His fingers press to the ridges of her spine, grounding both of them in the moment. “I managed to use something as a shield, but it shattered. Still lost the eye, but I kept the back of my head so I guess that’s a win.”
This time her shiver is far from pleasant as she reaches out into the Force to take his fear in her hands and lift it from his shoulders. “What a pair we make.”
“I think we deserve a nice vacation somewhere that won’t try to kill us, and the worst thing we fall into is a soft bed,” he agrees.

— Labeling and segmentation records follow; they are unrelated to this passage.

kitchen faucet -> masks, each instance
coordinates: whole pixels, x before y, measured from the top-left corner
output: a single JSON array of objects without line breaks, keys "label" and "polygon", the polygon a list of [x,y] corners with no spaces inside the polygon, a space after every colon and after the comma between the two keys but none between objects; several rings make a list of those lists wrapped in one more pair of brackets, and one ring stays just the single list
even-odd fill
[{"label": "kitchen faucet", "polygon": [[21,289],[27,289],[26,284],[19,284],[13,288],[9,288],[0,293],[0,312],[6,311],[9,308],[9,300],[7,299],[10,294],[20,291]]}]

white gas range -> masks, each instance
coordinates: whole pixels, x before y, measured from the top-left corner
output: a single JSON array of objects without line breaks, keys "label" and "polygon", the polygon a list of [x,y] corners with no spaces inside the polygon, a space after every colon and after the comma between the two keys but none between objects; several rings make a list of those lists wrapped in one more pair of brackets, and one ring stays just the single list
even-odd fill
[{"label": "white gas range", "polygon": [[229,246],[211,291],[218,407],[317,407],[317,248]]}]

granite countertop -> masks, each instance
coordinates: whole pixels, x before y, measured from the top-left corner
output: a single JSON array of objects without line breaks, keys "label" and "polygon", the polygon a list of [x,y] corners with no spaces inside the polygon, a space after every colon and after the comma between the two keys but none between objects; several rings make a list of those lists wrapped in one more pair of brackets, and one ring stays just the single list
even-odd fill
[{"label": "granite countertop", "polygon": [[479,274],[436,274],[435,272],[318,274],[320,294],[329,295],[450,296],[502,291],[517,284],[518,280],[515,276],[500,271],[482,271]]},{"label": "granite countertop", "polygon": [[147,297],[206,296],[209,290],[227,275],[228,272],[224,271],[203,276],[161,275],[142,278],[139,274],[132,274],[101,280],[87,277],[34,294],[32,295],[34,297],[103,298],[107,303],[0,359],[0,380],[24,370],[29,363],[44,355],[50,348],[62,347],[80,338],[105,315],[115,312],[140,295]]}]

“And a pillow to the face.”
Uriah considers this before nodding in agreement. “Honestly, it sounds awful and incredibly unsafe.”
“We’ll never unlearn how to turn anything into a weapon,” Kaedmon warns and Uriah lets out a soft sigh before pressing a kiss to her forehead. She makes an answering strained sound of frustration before pulling back to yank her respirator down. The dust feels like it immediately clings to the inside of her nose and mouth but she doesn’t care.
She misses his hair as she cups the back of his head and pulls him down to kiss her.
“Take me home, Kae,” he says, lips against hers. “When we get clearance to get off this fucking rock.”
Her respirator wheezes out of time to their ragged breathing. “I will,” she promises. “Maybe even before then.”
His smile is weary and his face hasn’t learned how to take the missing eye into account when forming expressions, but it’s still everything she knows and recognizes and the sight of it is instantly comforting. “Maybe.”
Home, she thinks as he kisses her again. They’ll figure that out together.